Times change, and the rise of BRICS indicates willingness to stand together in opposition to Western hegemony. For instance, the US is fearful that one day BRICS will detach from the US dollar; Mr Trump has issued dire threats which upon realisation would, in fact, harm the USA. The US deeply depends upon rentier economics based on the increasingly risible concept of intellectual property; should a substantial chunk of the world unilaterally change the game, the entire US rentier edifice would collapse; only with great difficulty could the US return to being a major maker of tangible goods instead of an assembler of components made elsewhere.
Whilst this plays out, the US stands to lose its lead on 'AI'. Not only that, but the US will be unable to enforce rules concerning the use of AI manufactured outside its legal jurisdiction; after all, when 'trained', AI models can be condensed into smaller versions capable of running on ordinary PCs and, being software, these can easily permeate across the globe.
Although AI's potential may, at present, be 'over-sold', it nevertheless shall greatly impact knowledge-use and education.
"Although AI's potential may, at present, be 'over-sold', it nevertheless shall greatly impact knowledge-use and education."
Good point. Right now it's churning out garbage that people believe verbatim.
But perhaps there a slight chance tha the utter unreliability might help peoplet learn that believing the first Google result doesn't equate to knowledge.
We can only live in hope
The Hoover institute had a "Challenges Facing the US Economy" one day conference, a few weeks ago. For those not familiar: Hoover is neocon central - being chaired by Condoleeza Rice, for example.
One of the 4 sessions was on AI.
Summary of the presentations by the panelists: AI Uber Alles. AI will save the US economy and the world.
I asked a question of the economist and the policy expert:
Can you comment, from an economic and also a policy standpoint, what the impact of the systemic abuse of public copyrighted data by the AI industry might be?
The policy guy gave an excellent overview of the copyright problem, but said that AI is too important for this to be a barrier.
The economist actually pushed back a bit - saying that the sanctity of private property is a cornerstone of capitalism but concluded that "clarity" was needed.
My takeaway is that the fix is in: the commons of copyright information will be sacrificed for the enclosures (model training) underpinning AI.
It’s interesting that OpenAI has started buying licences. That sets the expectation that they know they need a licence. Any and all content for which they don’t have a licence must therefore be excluded from the training set as per their own understanding of the law.
This puts everyone with a website or YouTube channel in a very good position when the class action starts.
That's like saying "if Computers are the latest be-all-to-end-all to do office work, how did all those big companies work without computers?"
Just because something has not been used before it doesn't mean it cannot make work faster and better. But that doesn't mean it is going to do so.

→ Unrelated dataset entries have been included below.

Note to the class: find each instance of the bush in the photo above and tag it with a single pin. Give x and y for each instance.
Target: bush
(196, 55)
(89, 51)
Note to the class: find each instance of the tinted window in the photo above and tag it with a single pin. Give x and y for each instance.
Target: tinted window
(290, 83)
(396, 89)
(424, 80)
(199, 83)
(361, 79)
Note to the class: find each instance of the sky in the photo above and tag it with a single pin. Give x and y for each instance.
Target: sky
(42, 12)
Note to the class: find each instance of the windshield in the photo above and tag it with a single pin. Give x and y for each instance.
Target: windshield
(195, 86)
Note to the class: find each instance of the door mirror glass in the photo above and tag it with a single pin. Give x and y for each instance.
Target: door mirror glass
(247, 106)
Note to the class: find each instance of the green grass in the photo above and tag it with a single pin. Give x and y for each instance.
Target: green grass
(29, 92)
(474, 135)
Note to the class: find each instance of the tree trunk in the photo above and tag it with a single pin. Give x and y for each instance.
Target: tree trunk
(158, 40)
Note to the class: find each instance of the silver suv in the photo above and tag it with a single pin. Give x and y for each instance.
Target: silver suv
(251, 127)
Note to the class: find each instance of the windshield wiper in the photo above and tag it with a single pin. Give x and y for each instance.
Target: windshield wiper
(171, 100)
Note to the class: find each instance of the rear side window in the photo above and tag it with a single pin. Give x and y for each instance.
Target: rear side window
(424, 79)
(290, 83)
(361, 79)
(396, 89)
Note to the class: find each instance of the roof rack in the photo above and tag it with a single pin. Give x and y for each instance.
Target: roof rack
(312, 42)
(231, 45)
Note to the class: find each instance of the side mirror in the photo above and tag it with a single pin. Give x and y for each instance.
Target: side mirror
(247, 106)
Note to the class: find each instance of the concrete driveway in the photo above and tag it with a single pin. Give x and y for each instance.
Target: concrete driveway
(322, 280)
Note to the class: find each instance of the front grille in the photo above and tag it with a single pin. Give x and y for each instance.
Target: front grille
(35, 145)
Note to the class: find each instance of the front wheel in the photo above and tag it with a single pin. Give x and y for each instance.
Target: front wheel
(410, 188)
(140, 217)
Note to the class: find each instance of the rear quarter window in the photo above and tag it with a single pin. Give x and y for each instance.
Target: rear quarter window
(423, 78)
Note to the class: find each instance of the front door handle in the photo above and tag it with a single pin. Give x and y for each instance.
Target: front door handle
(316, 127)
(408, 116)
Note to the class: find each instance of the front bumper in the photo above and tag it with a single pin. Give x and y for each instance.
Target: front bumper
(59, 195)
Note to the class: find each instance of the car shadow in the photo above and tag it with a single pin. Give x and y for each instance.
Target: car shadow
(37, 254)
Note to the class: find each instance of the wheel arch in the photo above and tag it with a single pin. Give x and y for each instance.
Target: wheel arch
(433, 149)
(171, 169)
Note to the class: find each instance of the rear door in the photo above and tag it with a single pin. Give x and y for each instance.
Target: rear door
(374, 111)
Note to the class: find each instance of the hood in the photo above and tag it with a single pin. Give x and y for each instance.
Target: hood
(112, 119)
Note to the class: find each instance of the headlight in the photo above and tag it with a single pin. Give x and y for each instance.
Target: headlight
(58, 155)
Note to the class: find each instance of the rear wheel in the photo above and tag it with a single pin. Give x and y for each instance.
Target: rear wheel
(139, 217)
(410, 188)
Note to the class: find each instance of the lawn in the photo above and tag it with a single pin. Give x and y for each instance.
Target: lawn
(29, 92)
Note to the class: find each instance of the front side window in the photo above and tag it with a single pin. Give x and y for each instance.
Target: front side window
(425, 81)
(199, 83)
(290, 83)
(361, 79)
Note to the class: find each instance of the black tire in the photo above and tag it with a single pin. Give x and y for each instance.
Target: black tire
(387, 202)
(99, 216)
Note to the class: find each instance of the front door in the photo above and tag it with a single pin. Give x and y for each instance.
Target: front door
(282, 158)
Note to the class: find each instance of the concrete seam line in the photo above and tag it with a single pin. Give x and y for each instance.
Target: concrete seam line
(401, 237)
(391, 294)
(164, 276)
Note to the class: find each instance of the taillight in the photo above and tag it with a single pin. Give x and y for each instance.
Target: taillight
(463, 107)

So far AI has minimum benefits, gives a lor of answers and results that are plain wrong and or false and costs Trillions of dollars so it is not worth it.

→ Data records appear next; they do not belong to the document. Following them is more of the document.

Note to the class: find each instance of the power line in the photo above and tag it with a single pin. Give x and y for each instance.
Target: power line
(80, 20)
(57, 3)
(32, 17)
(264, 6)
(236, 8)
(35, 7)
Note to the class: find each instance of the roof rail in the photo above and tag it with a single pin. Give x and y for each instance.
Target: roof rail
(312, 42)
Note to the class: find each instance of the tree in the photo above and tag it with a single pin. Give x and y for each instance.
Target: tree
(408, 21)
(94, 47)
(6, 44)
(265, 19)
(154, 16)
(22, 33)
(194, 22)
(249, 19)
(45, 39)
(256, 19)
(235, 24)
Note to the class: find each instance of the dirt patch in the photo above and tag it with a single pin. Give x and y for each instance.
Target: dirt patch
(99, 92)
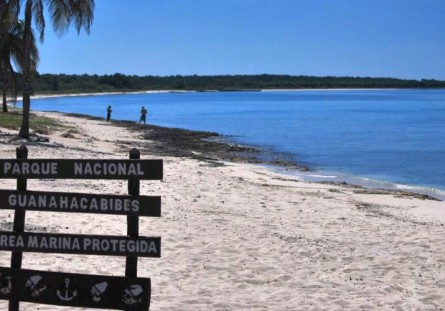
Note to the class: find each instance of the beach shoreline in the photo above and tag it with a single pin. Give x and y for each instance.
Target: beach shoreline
(224, 148)
(237, 236)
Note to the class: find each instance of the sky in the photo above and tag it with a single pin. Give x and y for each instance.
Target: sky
(360, 38)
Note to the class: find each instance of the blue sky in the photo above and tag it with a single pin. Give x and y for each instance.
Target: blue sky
(375, 38)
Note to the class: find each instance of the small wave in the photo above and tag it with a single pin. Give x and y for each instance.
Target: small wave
(322, 176)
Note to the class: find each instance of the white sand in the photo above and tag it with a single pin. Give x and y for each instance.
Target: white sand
(239, 237)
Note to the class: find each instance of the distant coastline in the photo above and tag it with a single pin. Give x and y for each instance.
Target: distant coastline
(70, 84)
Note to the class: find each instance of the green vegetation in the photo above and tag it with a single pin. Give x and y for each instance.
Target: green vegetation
(38, 124)
(63, 83)
(62, 15)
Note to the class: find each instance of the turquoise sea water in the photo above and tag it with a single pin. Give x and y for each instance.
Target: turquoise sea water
(379, 138)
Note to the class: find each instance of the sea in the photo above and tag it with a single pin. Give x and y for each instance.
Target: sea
(391, 139)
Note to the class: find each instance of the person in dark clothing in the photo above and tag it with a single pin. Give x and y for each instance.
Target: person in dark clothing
(108, 113)
(143, 114)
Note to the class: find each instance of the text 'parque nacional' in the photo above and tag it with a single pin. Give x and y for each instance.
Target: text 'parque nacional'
(89, 169)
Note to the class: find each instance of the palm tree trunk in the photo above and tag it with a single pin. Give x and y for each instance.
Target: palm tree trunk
(5, 86)
(24, 130)
(5, 104)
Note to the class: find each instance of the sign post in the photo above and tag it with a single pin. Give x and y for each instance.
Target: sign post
(68, 289)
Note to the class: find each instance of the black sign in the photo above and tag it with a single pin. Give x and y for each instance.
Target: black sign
(81, 203)
(77, 290)
(81, 244)
(81, 169)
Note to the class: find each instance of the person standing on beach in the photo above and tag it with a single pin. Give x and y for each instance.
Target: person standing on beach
(143, 114)
(109, 113)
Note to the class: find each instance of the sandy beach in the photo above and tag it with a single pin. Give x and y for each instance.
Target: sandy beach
(237, 236)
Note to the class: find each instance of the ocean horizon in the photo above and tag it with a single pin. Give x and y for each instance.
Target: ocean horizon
(391, 139)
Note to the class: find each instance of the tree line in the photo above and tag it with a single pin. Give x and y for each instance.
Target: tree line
(64, 83)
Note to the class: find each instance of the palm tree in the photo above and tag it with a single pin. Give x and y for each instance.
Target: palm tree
(11, 51)
(62, 13)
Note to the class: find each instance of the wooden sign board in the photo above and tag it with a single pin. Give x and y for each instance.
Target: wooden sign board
(81, 244)
(81, 169)
(77, 290)
(81, 203)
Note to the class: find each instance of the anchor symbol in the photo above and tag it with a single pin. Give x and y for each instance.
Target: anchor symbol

They worked in an almost identical way, assigning statistical significance weightings to things and using vector maths to find stuff.

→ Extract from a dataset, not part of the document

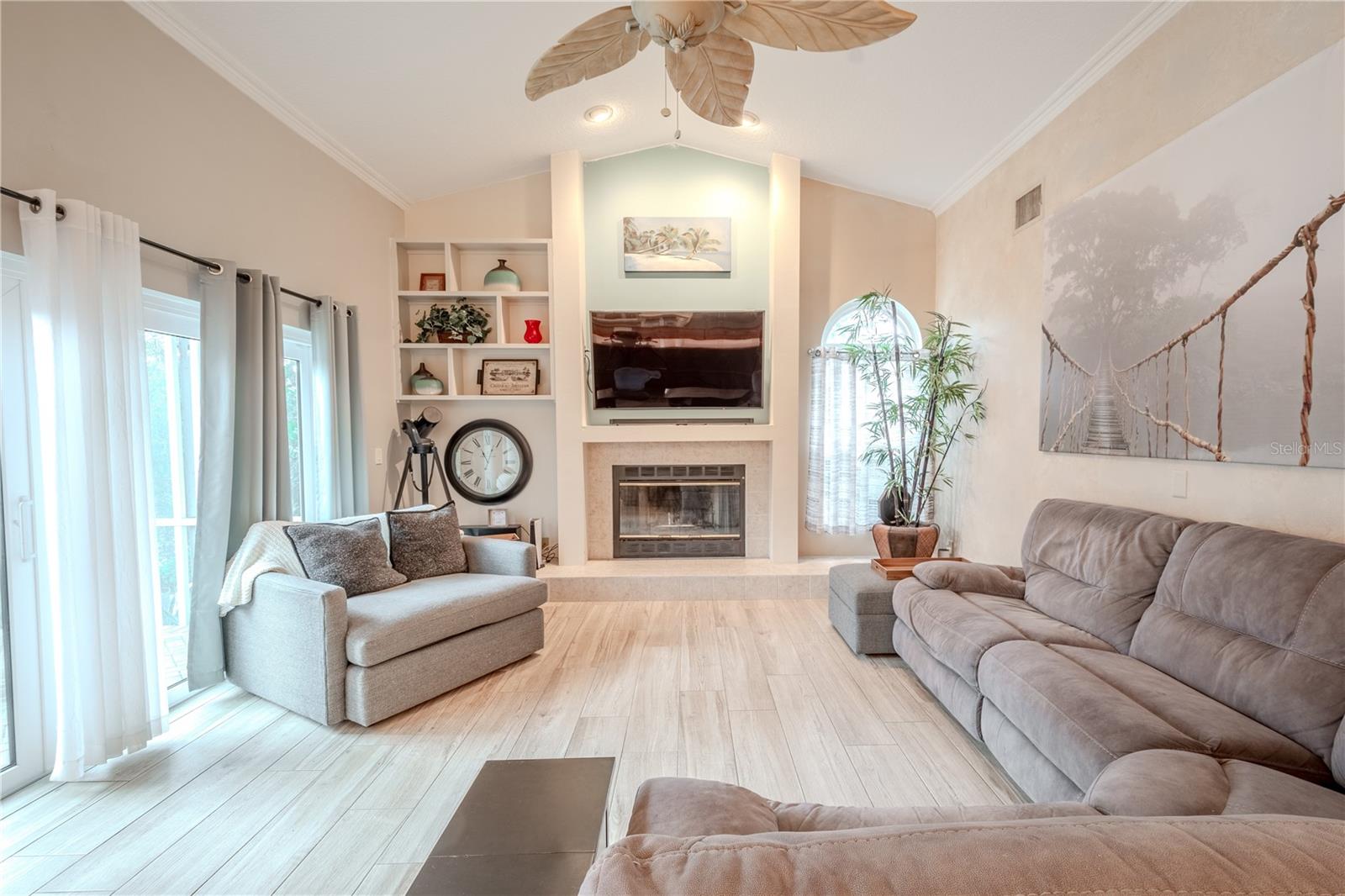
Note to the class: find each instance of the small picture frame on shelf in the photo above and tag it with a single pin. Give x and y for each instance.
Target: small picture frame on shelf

Fun fact, Google were also sued for copyright and lost, it's why they no longer put all the content on their page, robbing others of ad revenue. They now use sources like wikipedia directly, and pay for the privelege.
I don't understand why it is necessary for the individual cases to play out and maybe get appealed to the Supreme Court rather than the Supreme Court declaring the 30-odd cases to be a federal class action between multiple claimants and defendants, and render a preemptive ruling on this vital matter before any more billions are spent building out "Generative AI" (*cough* Bullshit!) projects and data centers.